I’ve always been a fan of unlikely pairings: honey on pizza, winter and iced coffee, Timothee Chalamet and the peach in that one scene in Call Me By Your Name. There’s something exciting about things that are unexpected, refreshing, and a little dangerous. Coincidentally, dangerous is also the word I’d use to describe Chris Brown. If you’re reading this, you probably already know about Brown’s history of domestic violence and his pretty much unshakeable comfort with being kind of a piece of shit.
You probably also know about Drake and his reputation as a notoriously “nice guy.” You might have even heard about the famed tension between the two artists, which apparently started around the time that Drake and Rihanna, Brown’s ex and one target of his abuse, began to get closer. With all this in mind, it’s pretty easy to understand why fans were a little surprised at their collaboration on “No Guidance.”

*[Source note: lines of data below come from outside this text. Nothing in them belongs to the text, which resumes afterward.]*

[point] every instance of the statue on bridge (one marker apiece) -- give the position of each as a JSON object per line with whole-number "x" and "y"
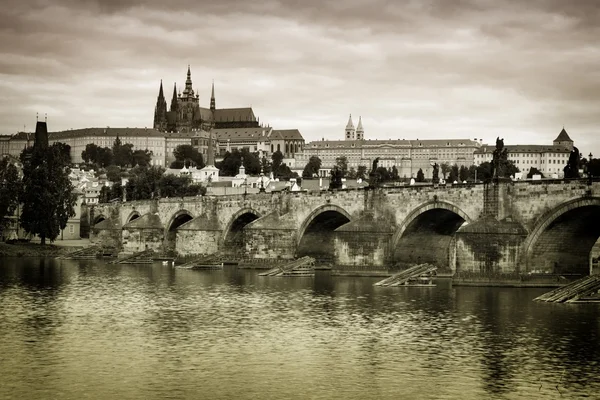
{"x": 435, "y": 176}
{"x": 499, "y": 157}
{"x": 571, "y": 170}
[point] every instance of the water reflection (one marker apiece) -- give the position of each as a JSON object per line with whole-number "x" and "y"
{"x": 90, "y": 329}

Let me start by saying that I did listen to the song against my better judgement. It’s a standard, mass manufactured tune which unironically sounds like it should’ve been released in 2012. I’d like to say that it has redeeming qualities, but I’m not a fan of lying and can’t say that I’ve ever been a fan of Chris Brown. If this song were a person, it’d wear too much Axe Body Spray and call women “females.” Now that that’s out of the way, let’s ask the cardinal question: how did a guy like Drake end up on a song with a guy like Chris Brown? Was it actually “God’s Plan?”
First things first, abusers are protected. They are unabashedly, unapologetically, unbelievably protected. This is true of the music industry, the film industry, of churches, mosques, school boards, and political entities. Harvey Weinstein, Roman Polanski, Woody Allen, XXXTentaction, the Archdiocese of Boston, Brett Kavanaugh, Donald Trump, R. Kelly, Elvis Presley, John Lennon, Larry Nassar – behind every abusive man, there are ten ambassadors of abuse who condone their behaviour with silence, complacency, and inaction.
Unfortunately, the collaboration didn’t surprise me, it only further proved what I already know: “nice guys” are part of the problem. It’s one thing to not be overtly misogynistic, but misogyny and rape culture are, for the most part, covert. They are subtle, sneaky, and systemic. Rape culture isn’t just the act of sexual assault, sexual harassment, and domestic abuse—it is the implicit understanding that those actions are ok. It is the implicit support of people who enact such violence by allowing them to profit and succeed at the expense of those they’ve harmed. And this isn’t just limited to women; patriarchal violence crosscuts gender, class, and sexual orientation, just to name a few.
How do we stand up against these systems when they’re bigger than we are, or when they don’t manifest themselves in ways we can immediately recognize?
In Drake’s case, he plays a pretty substantial role in this equation. Take, for example, a video which showed him fondling a 17 year old girl on stage, after being told that she’s 17, while the crowd looks on and responds with a morbid enthusiasm. Another example is his association with Baka Not Nice, who was charged with both human trafficking and assaulting a woman in 2014 and 2015 respectively (Savoury pleaded guilty to the assault charge, and additional charges of human trafficking and prostitution were later dropped). Rape culture is the name of the game, and why shouldn’t it be? It’s profitable enough when you’re powerful enough.
Herein lies the dilemma: how do we condemn this when it’s coming from people we’ve idolized as being “good”? How do we stand up against these systems when they’re bigger than we are, or when they don’t manifest themselves in ways we can immediately recognize? How do we reconcile Drake’s actions and associations, when he calls out a fan for groping at his show but collaborates with Chris Brown in the same breath?
Much to my dismay, I don’t have an answer to any of these questions, but we can start small. Spotify offers users the option to cut certain songs and artists out of the equation by blocking them from your listening experience. Instead of talking about how much we love Drake, we can talk about how he contributes to an epidemic of sexual and gender-based violence. Want to buy an OVO sweater or tickets to a Chris Brown concert? Just set your money on fire and make better use of your hard earned cash. We can support survivors of such abuse by declaring it loudly and proudly. When we dismiss these conversations as the work of boring, killjoy feminists who hate fun, we’re not only silencing a crucial discussion, we’re reproducing attitudes that shame survivors and applaud their abusers.